Murat : Valla iyi hatırlattın. Angelina’yı… Öhöö öhööö… Dinleyenleri daha
fazla bekletmeyeyim… Emre ve Aykut; ben çıkıyorum. Siz yazıyı hemen yetiştirmeye
bakın. Biliyorsunuz önem arz etmekte bu oyun. Aslanlarım benim…
Aykut : Abi ne konferansı be? Sen bugün ‘Aleksandır’a gitmiyor muydun?
Murat : Öhö öhö…
Aykut : Ah kafam…
Murat : Oğlum, arkadaşlar ile konferanstan evvel Makedon kralı Alexsandır
ile ilgili görüş alış verişlerinde bulunacaktık sen onunla karıştırdın herhalde.
Aykut : Ama abi hani haftalar evvelden bilet almıştınız?
Murat : Bööhhhöö öhhhööö…
Aykut : Ah karnım…
Murat : Bana bak Aykut. Makedon kralı Aleksandır’ın algoritmayı bulan ilk
kişi olduğunu bilmediğini sakın söyleme bana.
Aykut : Tamam abi tamam kızma hemen. Yanlış anlamış olabilirim. Fakat sen
demiştin ki; Angelina Jolie için işten de geçerim ser….
Murat : Bööööaarrgghheeee ööhhheegggeehhhh…. Öhööö…
Aykut : Ahhhkkhh… Her yerim….
Emre : Yav iki dakika uslu durun be şurada yazı yazıyoruz.
Murat : Aman çıt kırıldım yazar bozuntusu.

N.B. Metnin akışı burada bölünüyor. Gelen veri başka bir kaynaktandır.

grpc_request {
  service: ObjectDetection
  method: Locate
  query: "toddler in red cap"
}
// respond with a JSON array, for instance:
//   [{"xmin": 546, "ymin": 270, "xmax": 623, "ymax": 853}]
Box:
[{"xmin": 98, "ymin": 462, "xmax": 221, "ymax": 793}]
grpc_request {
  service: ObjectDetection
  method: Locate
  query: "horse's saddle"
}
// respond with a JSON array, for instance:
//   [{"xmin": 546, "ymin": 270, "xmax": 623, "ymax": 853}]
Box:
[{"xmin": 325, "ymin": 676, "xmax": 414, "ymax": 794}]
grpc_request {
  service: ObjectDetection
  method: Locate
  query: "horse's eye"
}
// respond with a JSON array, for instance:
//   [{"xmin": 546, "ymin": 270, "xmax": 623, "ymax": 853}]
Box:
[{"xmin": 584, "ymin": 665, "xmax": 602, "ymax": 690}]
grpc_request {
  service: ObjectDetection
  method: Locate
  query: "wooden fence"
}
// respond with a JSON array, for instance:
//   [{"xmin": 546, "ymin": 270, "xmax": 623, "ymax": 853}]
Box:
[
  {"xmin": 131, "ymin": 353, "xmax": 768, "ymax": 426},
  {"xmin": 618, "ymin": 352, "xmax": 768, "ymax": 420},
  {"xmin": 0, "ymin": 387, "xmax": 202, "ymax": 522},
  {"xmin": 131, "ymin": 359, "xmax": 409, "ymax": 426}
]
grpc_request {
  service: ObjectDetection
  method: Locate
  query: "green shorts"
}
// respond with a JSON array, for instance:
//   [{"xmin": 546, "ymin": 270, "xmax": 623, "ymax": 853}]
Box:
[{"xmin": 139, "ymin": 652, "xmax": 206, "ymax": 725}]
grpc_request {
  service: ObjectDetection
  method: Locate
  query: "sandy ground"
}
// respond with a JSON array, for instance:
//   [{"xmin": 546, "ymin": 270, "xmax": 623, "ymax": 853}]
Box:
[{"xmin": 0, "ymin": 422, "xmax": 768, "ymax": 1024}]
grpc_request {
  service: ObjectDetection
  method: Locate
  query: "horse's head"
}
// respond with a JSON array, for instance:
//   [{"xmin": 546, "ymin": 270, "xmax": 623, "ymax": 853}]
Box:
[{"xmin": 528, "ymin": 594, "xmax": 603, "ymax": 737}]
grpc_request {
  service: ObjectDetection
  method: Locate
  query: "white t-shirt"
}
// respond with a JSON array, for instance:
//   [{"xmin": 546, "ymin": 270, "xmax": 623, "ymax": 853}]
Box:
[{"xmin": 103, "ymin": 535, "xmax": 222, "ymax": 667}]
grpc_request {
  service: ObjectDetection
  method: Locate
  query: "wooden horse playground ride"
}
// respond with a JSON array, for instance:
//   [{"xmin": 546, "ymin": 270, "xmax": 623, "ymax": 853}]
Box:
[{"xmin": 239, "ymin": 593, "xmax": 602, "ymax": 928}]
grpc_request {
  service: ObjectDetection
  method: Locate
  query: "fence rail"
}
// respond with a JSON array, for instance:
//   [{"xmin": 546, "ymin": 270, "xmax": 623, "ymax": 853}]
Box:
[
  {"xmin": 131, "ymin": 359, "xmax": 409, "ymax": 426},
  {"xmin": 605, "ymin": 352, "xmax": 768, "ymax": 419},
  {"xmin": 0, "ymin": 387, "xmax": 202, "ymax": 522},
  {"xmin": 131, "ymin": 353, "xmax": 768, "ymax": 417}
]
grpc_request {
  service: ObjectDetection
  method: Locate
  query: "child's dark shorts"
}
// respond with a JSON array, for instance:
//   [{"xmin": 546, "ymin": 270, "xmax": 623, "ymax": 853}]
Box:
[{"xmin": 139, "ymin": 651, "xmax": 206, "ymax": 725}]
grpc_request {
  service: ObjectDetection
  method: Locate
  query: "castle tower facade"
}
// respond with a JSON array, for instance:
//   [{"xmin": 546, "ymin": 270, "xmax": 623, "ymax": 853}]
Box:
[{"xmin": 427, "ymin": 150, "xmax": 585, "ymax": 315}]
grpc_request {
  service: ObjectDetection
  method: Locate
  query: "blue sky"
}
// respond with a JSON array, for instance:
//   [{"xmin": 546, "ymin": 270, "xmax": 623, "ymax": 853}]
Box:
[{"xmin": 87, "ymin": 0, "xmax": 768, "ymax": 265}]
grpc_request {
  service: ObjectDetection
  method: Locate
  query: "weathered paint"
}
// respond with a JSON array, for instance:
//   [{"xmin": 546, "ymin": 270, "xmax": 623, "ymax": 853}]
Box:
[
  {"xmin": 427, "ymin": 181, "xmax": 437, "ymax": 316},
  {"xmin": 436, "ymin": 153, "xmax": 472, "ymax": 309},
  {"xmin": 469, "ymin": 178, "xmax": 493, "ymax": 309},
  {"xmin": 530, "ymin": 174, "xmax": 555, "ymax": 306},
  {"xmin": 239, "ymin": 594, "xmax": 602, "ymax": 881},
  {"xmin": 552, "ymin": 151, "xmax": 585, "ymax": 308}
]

Hadi ben kaçtım. Angelina
bekle beni… Öhöö…
Aykut : Ahhh bana n’oldu yav..?
Emre : Kamyon çarptı. Aykut bak ben yazı için gerekli pek çok bilgiyi
buldum. İş bölümü yaparsak hemen hallederiz.
Aykut : Valla helal olsun ne çabuk hallediyorsun. Ama maalesef sana
yardım edemeyeceğim.
Emre : Allah allah. Niye ki ne?
Aykut : Emre biliyorsun Football Manager en kritik yerine geldim. Şimdi
önümde iki önemli derbi maçı var. Ama gel gör ki takımın en önemli oyuncusunun
karısı düşük yaptı.
Emre : Af buyur !?
Aykut : Önemli adam… Morali bozulup, oynamadı mı; takımda büyük eksiklik
olur. Benim gibi menajerlik oyunlarının önemli ismi maç kaybederse de; şerefim
tek kelime ile iki paralık olacağından ben gidip adamı biraz teselli edeyim.
Emre : İyi de oyunu aç, buradan teselli et işte.
Aykut : Aksilik bu ya; save dosyaları evde kalmış.
Emre : Senin ev yakın. Git, teselli et, gel. Hadi bekliyorum.
Aykut : Yok gelemem. İşim uzun sürer. Çünkü daha stadın çimlerini sulayan
arkadaşlarla konuşmam lazım.
Emre : Abi, hadi ben menajerlik oyunlarından anlamıyorum tamam da;
bahsettiğin oyun bu kadar detaylı mı yahu?
Aykut : Sen ne diyorsun be. Geçende rakip takımın en önemli oyuncusunun
lastiğini patlattım. Antrenmana geç kalınca teknik direktör kadro dışı bıraktı.
Ben de kolayca kazandım maçı 😉
Emre : Vay be adamlar neler yapmış…
Aykut : Tabi, tabi… Hadi ben kaçtım…
Emre : Aman dikkat et; senin golcünün banyo yaparken kulağına su
kaçmasın. Allah muhafaza ve müdafaa…
Aykut : Aylin senin ne işin var burada?
Aylin : Ay aşağıda bekle bekle sıkıldım. Hadi vapuru kaçırmayalım.
Elemanlar bekliyo.
Aykut : Kızım çaktırma… Hadi gideyim bari…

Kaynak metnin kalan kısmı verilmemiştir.